Background: Recent studies from our laboratory show the cardioprotective action of Benzolamide (BZ, carbonic anhydrase inhibitor) against ischemia-reperfusion injury. However, the mechanisms involved have not been fully elucidated. Objective: To examine the participation of the endothelial nitric oxide synthase (eNOS)/nitric oxide (NO) in the effects of BZ in a model of regional ischemia. Methods: Isolated rat hearts perfused by Langendorff technique were submitted to 40 min of coronary artery occlusion followed by 60 min of reperfusion (IC). Other hearts received BZ during the first 10 min of reperfusion in absence or presence of L-NAME, NOS inhibitor. The infarct size (IS) and the post-ischemic recovery of myocardial function were measured. Oxidative/nitrosative damage were assessed by reduced glutathione (GSH) content, thiobarbituric acid reactive substances (TBARS) and 3-nitrotyrosine levels. The expression of phosphorylated forms of Akt, p38MAPK and eNOS, and the concentration of inducible nitric oxide synthase (iNOS) were also determined. Results: BZ significantly decreased IS (6.2 ± 0.5% vs. 34 ± 4%), improved post-ischemic contractility, preserved GSH levels and diminished TBARS and 3-nitrotyrosine. In IC hearts, P-Akt, P-p38MAPK and P-eNOS decreased and iNOS increased. After BZ addition the levels of P-kinases and P-eNOS increased and iNOS decreased. Except for P-Akt, P-p38MAPK and iNOS, the effects of BZ were abolished by L-NAME. Conclusions: Our data demonstrate that the treatment with BZ at the onset of reperfusion was effective to reduce cell death, contractile dysfunction and oxidative/nitrosative damage produced by coronary artery occlusion. These BZ-mediated beneficial actions appear mediated by eNOS/NO-dependent pathways.
Benzolamide is not a membrane-impermeant carbonic anhydrase inhibitor
J Enzyme Inhib Med Chem 2004 Jun;19(3):269-73.PMID:15499999DOI:10.1080/14756360410001689559.
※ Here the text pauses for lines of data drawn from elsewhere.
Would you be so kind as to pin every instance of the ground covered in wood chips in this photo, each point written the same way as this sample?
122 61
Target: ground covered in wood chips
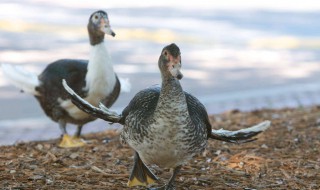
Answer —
286 156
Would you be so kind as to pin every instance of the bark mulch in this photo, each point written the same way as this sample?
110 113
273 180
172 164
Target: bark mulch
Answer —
286 156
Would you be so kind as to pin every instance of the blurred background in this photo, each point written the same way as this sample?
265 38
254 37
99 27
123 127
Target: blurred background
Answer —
242 55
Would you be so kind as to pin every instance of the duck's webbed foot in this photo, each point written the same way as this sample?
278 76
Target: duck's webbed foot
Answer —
165 187
70 142
141 175
170 185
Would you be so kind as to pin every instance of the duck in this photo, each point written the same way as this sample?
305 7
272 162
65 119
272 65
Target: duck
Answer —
165 125
94 80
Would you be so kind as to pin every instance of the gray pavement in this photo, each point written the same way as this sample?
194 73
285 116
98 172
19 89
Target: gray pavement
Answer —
233 57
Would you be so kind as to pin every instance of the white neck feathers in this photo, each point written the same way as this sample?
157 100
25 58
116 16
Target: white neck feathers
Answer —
100 78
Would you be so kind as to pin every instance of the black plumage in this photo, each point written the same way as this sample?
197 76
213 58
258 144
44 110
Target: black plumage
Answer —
93 79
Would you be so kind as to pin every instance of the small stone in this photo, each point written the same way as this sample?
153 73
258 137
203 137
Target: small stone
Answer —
39 146
74 155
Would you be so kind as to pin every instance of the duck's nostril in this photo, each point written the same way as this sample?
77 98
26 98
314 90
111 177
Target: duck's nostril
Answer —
179 76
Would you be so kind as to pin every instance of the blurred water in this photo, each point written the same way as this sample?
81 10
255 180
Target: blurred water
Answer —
235 55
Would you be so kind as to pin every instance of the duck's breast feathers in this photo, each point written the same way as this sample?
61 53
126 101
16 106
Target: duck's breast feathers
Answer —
74 71
197 112
143 104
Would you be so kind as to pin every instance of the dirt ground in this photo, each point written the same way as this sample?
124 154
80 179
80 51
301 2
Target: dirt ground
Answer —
286 156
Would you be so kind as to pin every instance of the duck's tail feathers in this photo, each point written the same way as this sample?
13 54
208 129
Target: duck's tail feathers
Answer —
240 136
21 78
102 112
125 84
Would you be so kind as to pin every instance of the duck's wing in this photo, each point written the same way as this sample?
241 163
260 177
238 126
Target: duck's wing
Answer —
143 104
72 70
199 115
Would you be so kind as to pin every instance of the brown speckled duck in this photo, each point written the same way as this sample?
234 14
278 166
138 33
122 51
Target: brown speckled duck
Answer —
93 79
165 125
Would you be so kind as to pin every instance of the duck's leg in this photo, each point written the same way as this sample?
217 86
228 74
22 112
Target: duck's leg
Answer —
77 140
67 141
78 132
140 174
170 185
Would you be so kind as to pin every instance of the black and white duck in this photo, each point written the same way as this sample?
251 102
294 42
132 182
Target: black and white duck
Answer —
93 79
165 125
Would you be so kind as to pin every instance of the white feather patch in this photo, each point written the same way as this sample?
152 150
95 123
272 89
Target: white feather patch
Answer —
125 84
100 80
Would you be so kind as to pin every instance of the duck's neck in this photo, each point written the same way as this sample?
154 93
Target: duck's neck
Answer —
100 78
172 96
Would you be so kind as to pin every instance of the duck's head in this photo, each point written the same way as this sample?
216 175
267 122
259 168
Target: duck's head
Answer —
98 26
170 61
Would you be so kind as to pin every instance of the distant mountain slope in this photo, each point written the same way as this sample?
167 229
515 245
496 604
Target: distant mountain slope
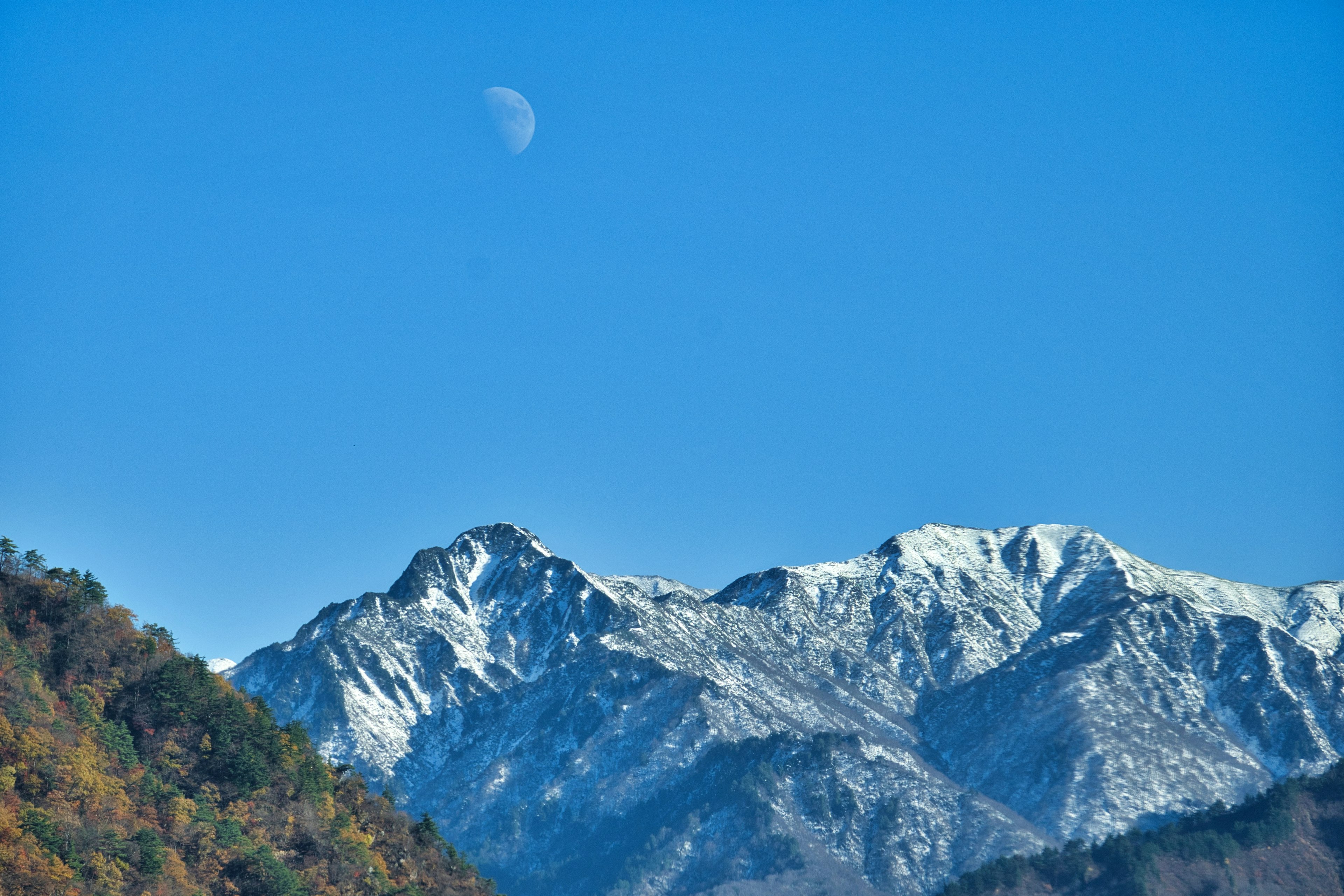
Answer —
874 724
1288 841
130 769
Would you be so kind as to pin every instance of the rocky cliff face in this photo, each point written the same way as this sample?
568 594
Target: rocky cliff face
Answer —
875 724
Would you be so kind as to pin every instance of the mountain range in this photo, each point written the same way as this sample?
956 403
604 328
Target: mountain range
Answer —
875 724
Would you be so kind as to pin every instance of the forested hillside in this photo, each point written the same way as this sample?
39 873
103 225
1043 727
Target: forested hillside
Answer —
1288 841
127 768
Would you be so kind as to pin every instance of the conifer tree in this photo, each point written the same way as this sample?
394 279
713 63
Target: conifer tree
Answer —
34 564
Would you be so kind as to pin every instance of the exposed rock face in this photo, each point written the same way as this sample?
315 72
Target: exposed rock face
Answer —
880 723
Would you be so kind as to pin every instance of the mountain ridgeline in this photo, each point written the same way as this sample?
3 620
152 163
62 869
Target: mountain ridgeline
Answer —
127 768
878 724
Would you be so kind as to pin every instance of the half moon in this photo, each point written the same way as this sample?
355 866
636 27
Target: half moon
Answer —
512 117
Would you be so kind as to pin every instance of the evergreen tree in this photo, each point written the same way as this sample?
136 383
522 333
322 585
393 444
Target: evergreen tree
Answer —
8 556
34 564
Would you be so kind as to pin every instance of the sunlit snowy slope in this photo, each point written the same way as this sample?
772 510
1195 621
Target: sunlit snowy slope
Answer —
874 724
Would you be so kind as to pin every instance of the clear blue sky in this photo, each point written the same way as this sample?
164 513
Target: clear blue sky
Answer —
772 284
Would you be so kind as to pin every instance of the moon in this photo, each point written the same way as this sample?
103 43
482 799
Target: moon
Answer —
512 117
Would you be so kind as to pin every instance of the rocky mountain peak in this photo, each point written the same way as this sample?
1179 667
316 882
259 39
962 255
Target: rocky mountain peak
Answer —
863 726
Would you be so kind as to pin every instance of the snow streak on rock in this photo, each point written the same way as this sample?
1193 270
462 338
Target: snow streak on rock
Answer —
874 724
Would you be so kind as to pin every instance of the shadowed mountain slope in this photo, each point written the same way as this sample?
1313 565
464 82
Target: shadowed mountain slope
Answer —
874 724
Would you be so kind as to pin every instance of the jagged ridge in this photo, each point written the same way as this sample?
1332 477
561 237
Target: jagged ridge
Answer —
889 721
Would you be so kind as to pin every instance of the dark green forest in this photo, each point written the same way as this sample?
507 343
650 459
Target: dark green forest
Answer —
130 768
Benzolamide, an orphan drug belonging to the pharmacological class of sulfonamide carbonic anhydrase (CA, EC 4.2.1.1) inhibitors (CAIs) is widely used in many physiological and pharmacological studies, together with the clinically employed classical drugs, acetazolamide, methazolamide, ethoxzolamide or dichlorophenamide, it being frequently stated that Benzolamide is a membrane-impermeant inhibitor. We prove here that this is false: in fact Benzolamide is rather similar to acetazolamide from the point of view of penetrability through blood red cell membranes. Unlike these neutral drugs, the cationic, positively-charged CAIs incorporating either tetraalkyl ammonium or pyridinium moieties, due to their salt-like character are indeed membrane-impermeant, being the only type of low molecular weight compound possessing such properties. Selective inhibition of membrane-associated CA isozymes is relevant indeed in many physiological studies and also pharmacologically, since the tumor-associated isozymes (CA IX and XII) are both membrane-bound.